Title : Regulatory divergence in wound-responsive gene expression in domesticated and wild tomato
Abstract:
The evolution of transcriptional regulatory mechanism is central to how stress response and tolerance differ between species. However, it remains largely unknown how divergence in cis-regulatory sites and, subsequently, transcription factor (TF) binding specificity contribute to stress-responsive expression divergence, particularly between wild and domesticated species.
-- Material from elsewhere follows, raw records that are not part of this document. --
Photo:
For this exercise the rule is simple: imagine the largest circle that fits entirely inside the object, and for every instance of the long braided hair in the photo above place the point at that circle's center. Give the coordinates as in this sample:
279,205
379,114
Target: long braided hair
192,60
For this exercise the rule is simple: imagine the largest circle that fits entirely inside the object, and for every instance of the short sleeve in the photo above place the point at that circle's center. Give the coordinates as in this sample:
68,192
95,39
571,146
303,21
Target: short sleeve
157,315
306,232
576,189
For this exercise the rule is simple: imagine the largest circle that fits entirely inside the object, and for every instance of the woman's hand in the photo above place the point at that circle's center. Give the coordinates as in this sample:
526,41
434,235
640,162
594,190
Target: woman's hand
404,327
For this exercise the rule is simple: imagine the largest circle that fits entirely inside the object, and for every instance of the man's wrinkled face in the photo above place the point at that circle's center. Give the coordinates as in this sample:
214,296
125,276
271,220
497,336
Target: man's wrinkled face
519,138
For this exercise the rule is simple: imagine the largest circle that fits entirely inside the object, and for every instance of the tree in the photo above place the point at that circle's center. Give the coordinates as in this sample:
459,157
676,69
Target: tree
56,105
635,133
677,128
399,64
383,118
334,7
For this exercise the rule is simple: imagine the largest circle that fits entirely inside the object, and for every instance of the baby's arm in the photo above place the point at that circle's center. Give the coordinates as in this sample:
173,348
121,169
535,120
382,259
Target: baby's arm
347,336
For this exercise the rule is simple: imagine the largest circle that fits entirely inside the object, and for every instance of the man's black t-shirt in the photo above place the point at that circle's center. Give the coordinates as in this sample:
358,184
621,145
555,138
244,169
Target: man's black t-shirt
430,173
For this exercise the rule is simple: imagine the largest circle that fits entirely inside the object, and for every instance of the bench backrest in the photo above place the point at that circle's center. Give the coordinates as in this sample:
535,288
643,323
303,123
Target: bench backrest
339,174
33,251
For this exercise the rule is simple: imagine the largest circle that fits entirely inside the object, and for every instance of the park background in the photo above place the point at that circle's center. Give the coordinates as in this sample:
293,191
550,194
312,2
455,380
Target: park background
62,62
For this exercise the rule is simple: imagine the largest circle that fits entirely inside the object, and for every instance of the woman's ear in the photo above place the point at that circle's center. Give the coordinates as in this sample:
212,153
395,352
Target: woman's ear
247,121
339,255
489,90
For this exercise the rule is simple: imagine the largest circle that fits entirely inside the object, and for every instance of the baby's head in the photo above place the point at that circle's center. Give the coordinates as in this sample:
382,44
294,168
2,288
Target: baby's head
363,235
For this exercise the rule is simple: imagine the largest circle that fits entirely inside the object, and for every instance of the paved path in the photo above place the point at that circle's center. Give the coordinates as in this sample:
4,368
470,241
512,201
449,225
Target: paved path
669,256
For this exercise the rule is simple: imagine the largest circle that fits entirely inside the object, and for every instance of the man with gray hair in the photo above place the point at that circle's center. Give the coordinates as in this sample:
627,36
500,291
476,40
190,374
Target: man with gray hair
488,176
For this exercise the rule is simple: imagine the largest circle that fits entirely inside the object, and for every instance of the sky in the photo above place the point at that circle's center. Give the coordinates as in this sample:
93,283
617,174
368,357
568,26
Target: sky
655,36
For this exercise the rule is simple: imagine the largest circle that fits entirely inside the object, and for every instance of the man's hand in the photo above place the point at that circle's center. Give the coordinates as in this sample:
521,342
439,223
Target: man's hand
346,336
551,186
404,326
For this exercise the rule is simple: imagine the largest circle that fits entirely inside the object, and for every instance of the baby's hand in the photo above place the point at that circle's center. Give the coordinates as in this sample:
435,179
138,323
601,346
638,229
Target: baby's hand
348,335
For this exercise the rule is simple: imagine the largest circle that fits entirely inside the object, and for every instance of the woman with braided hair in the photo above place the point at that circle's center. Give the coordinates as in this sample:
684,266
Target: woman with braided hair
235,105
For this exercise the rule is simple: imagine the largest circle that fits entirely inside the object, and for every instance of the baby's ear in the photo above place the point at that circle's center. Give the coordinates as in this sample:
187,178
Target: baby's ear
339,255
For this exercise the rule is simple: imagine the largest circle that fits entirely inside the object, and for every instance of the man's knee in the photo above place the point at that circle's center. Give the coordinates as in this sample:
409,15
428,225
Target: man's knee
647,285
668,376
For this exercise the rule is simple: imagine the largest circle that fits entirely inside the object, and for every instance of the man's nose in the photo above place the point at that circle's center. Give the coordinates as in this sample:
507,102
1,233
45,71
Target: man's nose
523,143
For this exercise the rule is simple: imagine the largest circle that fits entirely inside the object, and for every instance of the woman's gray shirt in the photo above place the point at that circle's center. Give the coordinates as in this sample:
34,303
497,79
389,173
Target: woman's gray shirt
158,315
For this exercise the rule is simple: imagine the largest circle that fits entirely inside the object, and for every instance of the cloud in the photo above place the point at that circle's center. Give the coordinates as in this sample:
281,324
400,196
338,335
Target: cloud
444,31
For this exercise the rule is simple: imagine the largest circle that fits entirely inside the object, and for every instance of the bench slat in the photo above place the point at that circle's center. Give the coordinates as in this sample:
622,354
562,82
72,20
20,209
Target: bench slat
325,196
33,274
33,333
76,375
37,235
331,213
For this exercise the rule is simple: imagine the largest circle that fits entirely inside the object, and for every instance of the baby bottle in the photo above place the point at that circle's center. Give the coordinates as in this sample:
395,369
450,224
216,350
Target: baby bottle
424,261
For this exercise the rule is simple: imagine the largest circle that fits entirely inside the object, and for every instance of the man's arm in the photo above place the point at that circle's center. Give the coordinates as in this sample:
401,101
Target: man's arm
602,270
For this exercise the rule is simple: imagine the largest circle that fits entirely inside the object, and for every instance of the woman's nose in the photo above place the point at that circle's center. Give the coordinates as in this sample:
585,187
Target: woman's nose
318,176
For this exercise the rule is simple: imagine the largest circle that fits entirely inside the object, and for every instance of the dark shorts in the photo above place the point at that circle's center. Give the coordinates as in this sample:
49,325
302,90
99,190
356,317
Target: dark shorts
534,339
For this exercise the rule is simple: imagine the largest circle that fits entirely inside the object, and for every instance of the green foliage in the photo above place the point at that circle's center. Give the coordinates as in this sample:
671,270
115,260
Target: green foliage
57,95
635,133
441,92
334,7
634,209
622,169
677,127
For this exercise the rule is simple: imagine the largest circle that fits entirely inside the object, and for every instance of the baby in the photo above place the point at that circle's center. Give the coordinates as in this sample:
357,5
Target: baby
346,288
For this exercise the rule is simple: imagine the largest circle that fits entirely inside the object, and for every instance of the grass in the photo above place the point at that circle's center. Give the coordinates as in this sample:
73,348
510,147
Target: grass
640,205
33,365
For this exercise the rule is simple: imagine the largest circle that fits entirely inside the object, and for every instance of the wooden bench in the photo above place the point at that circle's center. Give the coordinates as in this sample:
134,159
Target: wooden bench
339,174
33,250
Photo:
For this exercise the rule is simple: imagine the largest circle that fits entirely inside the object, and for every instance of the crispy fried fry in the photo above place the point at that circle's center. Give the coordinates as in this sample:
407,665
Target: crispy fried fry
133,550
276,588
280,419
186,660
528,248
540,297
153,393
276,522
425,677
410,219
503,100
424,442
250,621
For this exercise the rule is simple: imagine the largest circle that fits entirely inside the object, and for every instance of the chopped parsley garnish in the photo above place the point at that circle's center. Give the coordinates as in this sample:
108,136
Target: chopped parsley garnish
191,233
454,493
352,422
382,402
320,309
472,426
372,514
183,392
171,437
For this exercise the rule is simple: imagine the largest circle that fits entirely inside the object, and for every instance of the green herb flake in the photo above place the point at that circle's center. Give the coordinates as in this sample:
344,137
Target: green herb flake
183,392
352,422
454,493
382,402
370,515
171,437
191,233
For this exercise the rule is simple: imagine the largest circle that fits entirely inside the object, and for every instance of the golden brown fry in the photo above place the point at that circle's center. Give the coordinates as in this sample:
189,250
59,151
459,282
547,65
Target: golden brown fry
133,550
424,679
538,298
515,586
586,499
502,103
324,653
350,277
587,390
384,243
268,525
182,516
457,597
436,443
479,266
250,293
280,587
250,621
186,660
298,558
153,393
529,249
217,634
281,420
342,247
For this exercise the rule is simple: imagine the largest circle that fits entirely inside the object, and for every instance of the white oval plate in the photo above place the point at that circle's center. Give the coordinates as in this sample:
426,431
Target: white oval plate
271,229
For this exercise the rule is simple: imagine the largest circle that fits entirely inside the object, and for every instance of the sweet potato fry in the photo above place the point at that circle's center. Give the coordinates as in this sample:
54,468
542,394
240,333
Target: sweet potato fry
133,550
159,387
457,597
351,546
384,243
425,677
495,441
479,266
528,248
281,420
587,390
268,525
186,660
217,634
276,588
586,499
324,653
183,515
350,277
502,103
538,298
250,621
By profiling wound-responsive gene transcriptomes in wild Solanumpennellii and domesticated S. lycopersicum, we found extensive wound-response divergence and identified 493 S. lycopersicum and 278 S. pennellii putative cis-regulatory elements (pCREs) that were predictive of wound-responsive gene expression. Only 24-52% of these wound response pCREs (depending on wound-response patterns) were consistently enriched in the putative promoter regions of would-responsive genes. In addition, between these two species, their differences in pCRE site sequences were significantly and positively correlated with differences in wound-responsive gene expression. Furthermore, ~11-39% of pCREs are specific to only one of the species and likely bound by TFs from different families. These findings indicate substantially regulatory divergence in these two plant species diverged ~3-7 million years ago. Our study provides new insights into the mechanistic basis of how the transcriptional response to wounding is regulated and, importantly, the contribution of cis-regulatory components to variation in wound-responsive gene expression between a wild and a domesticated plant species.